Williams’ generosity revisits Northern Nevada
Too often we see big-named athletes or coaches forget were their success started.
They act like we never existed and the past belongs in the past. Consumed by greed and wanting the highest contract in the business, these precious athletes and coaches are nothing more than lost and empty souls surfacing the closest football or baseball field.
But we live in an area where this isn’t a problem.
Last year, several of Fallon’s best student-athletes visited the Lahontan Valley for the Hometown Heroes run. They mingled with the community, signed autographs and posed for pictures. They gave advice and pointers to youngsters wanting to taste some of that success achieved on the collegiate and professional levels.
The kind act of generosity and donating time back to your roots happened again this month in Reno.
One of Nevada’s best baseball players, Matt Williams, made another return to the Silver State last week to speak at the University of Nevada’s annual Bobby Dolan baseball dinner fundraiser. Williams, who in his first year with the Nationals took home the Manager of the Year award, spoke to the Wolf Pack baseball team prior to the dinner, retelling his story of how he made it to the majors.

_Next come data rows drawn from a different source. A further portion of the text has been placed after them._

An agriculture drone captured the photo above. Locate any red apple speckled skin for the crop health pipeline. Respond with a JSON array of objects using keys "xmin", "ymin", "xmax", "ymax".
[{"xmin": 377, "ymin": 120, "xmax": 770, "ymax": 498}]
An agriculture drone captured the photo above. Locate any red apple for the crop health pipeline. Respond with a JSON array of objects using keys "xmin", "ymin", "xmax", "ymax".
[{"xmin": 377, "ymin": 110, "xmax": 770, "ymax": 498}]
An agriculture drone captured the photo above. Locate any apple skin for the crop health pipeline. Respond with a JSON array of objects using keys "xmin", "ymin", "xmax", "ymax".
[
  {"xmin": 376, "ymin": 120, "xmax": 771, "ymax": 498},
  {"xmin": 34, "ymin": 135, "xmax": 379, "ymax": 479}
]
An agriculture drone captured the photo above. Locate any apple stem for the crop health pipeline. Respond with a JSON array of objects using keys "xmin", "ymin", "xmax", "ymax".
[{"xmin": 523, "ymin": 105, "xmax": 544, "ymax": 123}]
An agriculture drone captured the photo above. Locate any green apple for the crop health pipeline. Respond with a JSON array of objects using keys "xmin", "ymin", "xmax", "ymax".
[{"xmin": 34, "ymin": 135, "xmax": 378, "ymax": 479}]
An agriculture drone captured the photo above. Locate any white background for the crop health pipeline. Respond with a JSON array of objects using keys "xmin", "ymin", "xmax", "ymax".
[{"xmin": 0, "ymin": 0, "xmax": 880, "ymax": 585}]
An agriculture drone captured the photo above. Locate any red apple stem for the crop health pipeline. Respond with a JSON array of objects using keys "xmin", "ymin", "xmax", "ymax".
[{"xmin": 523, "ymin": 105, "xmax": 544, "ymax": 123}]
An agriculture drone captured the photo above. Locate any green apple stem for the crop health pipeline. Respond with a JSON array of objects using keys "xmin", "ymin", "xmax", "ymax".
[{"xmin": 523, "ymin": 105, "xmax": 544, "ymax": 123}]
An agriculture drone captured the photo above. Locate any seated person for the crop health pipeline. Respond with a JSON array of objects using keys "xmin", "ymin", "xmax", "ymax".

Williams came out of Carson City, and the “Carson Crusher” was as formidable as imaginable on the high school field. He picked up a scholarship at UNLV and then made his debut with the Giants in the 1980s. Other stops included Cleveland and Arizona, where he won a World Series title over the Yankees in 2001, and spent several years as an assistant coach with the Diamondbacks. His big break came two years ago when he was named Washington’s manager and then led the team to a first-place finish in the NL East before losing to the eventual world champs, San Francisco, in the divisional round.
Williams never lost sight that if it weren’t for Carson City and its coach, Ron McNutt, none of this would have happened. He became of the state’s greatest baseball players and had a great playing career. His first year with Washington was only the beginning of great things to come as the Nationals will enter this season as a favorite to win the World Series.
Last week wasn’t the first time Williams graced his presence at a fundraiser to help Northern Nevada sports.
Williams visited Reno a couple years ago before his final season with the Diamondbacks and was the featured speaker at the Western Nevada College dinner fundraiser. And in 2009 when the Reno Aces debuted, Williams came back to attend the team’s MLB World Series party.
His message has been the same at these events. Hard work and dedication will help people achieve their goals. But more important than reaching those goals is remembering where they came from. Without that support and belief from your family, friends and community, you’re nothing.
Williams’ generosity continues to inspire Northern Nevada athletics, whether it’s speaking at a college fundraiser or revisiting the city he grew up and rekindling memories with his former coach.